Auch Beloch erkennt S. 516 an, dass der Krieg zwischen beiden Mächten früher oder später unvermeidlich war: angesichts dieses Bekenntnisses muthet sein Suchen nach persönlichen Gründen, die Perikles’ Politik bestimmt hätten, nicht anders an, als das Bestreben, die Kriege Ludwig’s XIV. von dem unsymmetrisch gebauten Fenster in Trianon herzuleiten[2]. Wenn Perikles schliesslich von Beloch eigentlich nur noch der Vorwurf gemacht wird, dass er den Krieg nicht gerade in jenem Augenblick hätte herbeiführen sollen, wo Argos vertragsmässig zum Frieden mit Sparta verpflichtet und wo ein Drittel der Athenischen Landmacht vor Potidäa festgehalten war, so antworten wir darauf: war denn Perikles überhaupt in der Lage, den Zeitpunkt des Kriegs nach seinem Gutdünken zu wählen? Kann man denn verkennen, dass Sparta eben wegen dieser beiden Gründe, wegen Argos und Potidäa, ein kapitales Interesse hatte, es jetzt unter allen Umständen zum Bruch zu treiben? Und konnte denn Perikles jemals darauf rechnen, dass angesichts einer drohenden Verwicklung mit Sparta die Bundesgenossen alle ruhig bleiben würden? In jedem solchen Falle gingen, wenn man Mac Mahon’s Wort von 1873 vergleichsweise anwenden darf, die Chassepots von selber los; und was 432 Potidäa that, das that ein paar Jahre später vermuthlich Mytilene. Die inneren Feinde, die Athen mit Mühe bändigte, so lange es mit Sparta im Frieden lebte, erhoben sofort das Haupt, wenn

  1. Die Ansicht von den sogen. friedlichen Neigungen Spartas wird unseres Ermessens eben dadurch widerlegt, dass es nicht bloss auf die Megarische Sache sich beschränkte, sondern noch Härteres in Bereitschaft hatte.

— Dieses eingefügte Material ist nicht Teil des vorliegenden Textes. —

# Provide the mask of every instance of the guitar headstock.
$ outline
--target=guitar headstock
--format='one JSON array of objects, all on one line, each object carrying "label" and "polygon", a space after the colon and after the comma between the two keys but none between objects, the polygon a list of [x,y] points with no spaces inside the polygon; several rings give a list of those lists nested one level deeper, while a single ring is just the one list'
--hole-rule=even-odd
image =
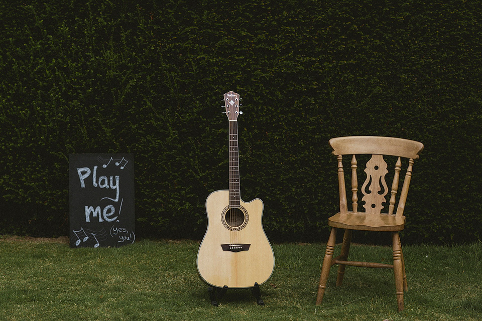
[{"label": "guitar headstock", "polygon": [[238,115],[243,113],[239,111],[239,95],[234,91],[229,91],[224,94],[224,97],[226,115],[230,121],[235,121]]}]

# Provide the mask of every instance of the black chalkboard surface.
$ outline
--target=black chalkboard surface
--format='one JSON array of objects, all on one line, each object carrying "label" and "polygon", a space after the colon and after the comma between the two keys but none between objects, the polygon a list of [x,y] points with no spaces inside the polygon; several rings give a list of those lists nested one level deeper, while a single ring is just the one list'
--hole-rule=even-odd
[{"label": "black chalkboard surface", "polygon": [[70,247],[134,242],[131,154],[70,154],[69,180]]}]

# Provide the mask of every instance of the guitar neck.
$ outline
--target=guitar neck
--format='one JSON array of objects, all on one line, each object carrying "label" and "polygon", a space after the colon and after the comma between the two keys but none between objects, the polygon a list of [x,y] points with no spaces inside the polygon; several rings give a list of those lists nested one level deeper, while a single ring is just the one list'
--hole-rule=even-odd
[{"label": "guitar neck", "polygon": [[237,121],[229,120],[229,207],[239,207],[239,162]]}]

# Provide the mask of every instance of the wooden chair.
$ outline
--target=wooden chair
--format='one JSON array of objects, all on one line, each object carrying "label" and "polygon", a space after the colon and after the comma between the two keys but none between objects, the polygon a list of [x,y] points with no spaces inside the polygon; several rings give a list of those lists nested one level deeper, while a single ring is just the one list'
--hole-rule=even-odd
[{"label": "wooden chair", "polygon": [[[338,159],[338,178],[340,195],[340,212],[328,219],[328,225],[331,227],[326,250],[321,269],[320,285],[318,290],[316,304],[320,304],[326,288],[326,282],[331,266],[338,264],[336,286],[341,285],[346,265],[362,267],[389,268],[393,269],[395,280],[395,289],[398,310],[403,310],[403,292],[407,291],[407,279],[405,276],[403,255],[398,232],[403,229],[405,217],[403,215],[408,188],[412,177],[414,160],[419,157],[419,154],[423,149],[423,144],[418,141],[402,138],[356,136],[332,138],[329,144],[333,148],[332,153]],[[360,154],[371,154],[371,158],[367,163],[364,170],[367,178],[362,186],[362,206],[365,211],[358,208],[358,190],[357,179],[356,156]],[[345,186],[345,175],[342,163],[343,155],[351,155],[351,210],[348,211]],[[389,173],[387,165],[384,158],[395,158],[398,156],[393,172],[393,180],[389,203],[386,203],[385,196],[388,188],[385,176]],[[358,156],[358,158],[363,156]],[[370,157],[369,156],[369,157]],[[394,213],[396,198],[398,193],[399,180],[402,168],[401,157],[408,158],[408,165],[403,180],[403,185],[397,210]],[[384,206],[385,204],[385,206]],[[384,211],[384,210],[385,210]],[[388,210],[388,211],[387,211]],[[386,214],[382,213],[382,211]],[[339,228],[345,229],[343,243],[340,255],[333,258],[336,231]],[[353,230],[364,231],[381,231],[392,233],[393,264],[348,261],[350,242]]]}]

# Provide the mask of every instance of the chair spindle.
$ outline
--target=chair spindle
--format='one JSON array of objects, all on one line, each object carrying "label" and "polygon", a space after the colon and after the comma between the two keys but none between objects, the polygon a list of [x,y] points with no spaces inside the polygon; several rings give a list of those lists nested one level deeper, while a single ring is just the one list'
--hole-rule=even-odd
[{"label": "chair spindle", "polygon": [[340,192],[340,213],[346,213],[348,212],[346,202],[346,191],[345,188],[345,176],[343,171],[343,157],[338,155],[338,182]]},{"label": "chair spindle", "polygon": [[407,195],[408,194],[408,188],[410,186],[410,180],[412,179],[413,164],[413,159],[410,158],[408,160],[408,167],[407,168],[407,173],[405,173],[405,178],[403,179],[400,199],[398,201],[398,207],[397,208],[396,214],[397,216],[402,216],[403,215],[403,210],[405,208],[405,202],[407,201]]},{"label": "chair spindle", "polygon": [[353,213],[358,212],[358,179],[356,177],[357,166],[356,157],[353,155],[351,157],[351,205]]},{"label": "chair spindle", "polygon": [[395,196],[397,195],[398,191],[398,182],[399,180],[400,171],[402,170],[402,160],[400,157],[397,160],[395,164],[395,174],[393,175],[393,182],[392,183],[392,191],[390,193],[392,196],[390,197],[390,205],[388,207],[388,214],[390,215],[393,215],[393,210],[395,208]]}]

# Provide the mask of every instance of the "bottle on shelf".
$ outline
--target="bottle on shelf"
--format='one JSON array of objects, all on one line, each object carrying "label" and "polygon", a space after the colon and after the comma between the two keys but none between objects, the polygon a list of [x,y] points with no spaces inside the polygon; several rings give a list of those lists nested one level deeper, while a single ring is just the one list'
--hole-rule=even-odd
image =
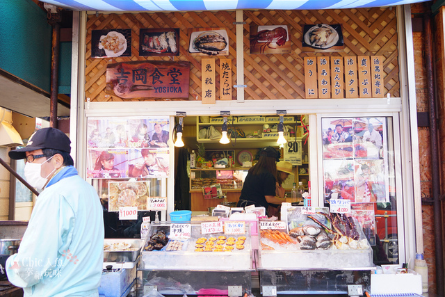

  2. Nissen sagt dann auch S. 408, „dass diese Verleumdungen uns jetzt abgeschmackt klingen“ und sie nach 431 in Athen bloss desshalb Glauben finden konnten, weil man ein Opfer suchte, dem Athens Unglück aufgeladen werden sollte.
Empfohlene Zitierweise:
Verschiedene: Deutsche Zeitschrift für Geschichtswissenschaft. Freiburg i. Br.: Akademische Verlagsbuchhandlung von J. C. B. Mohr, 1894, Seite 149. Digitale Volltext-Ausgabe bei Wikisource, URL: https://de.wikisource.org/w/index.php?title=Seite:De_DZfG_1894_11_149.jpg&oldid=- (Version vom 8.5.2023)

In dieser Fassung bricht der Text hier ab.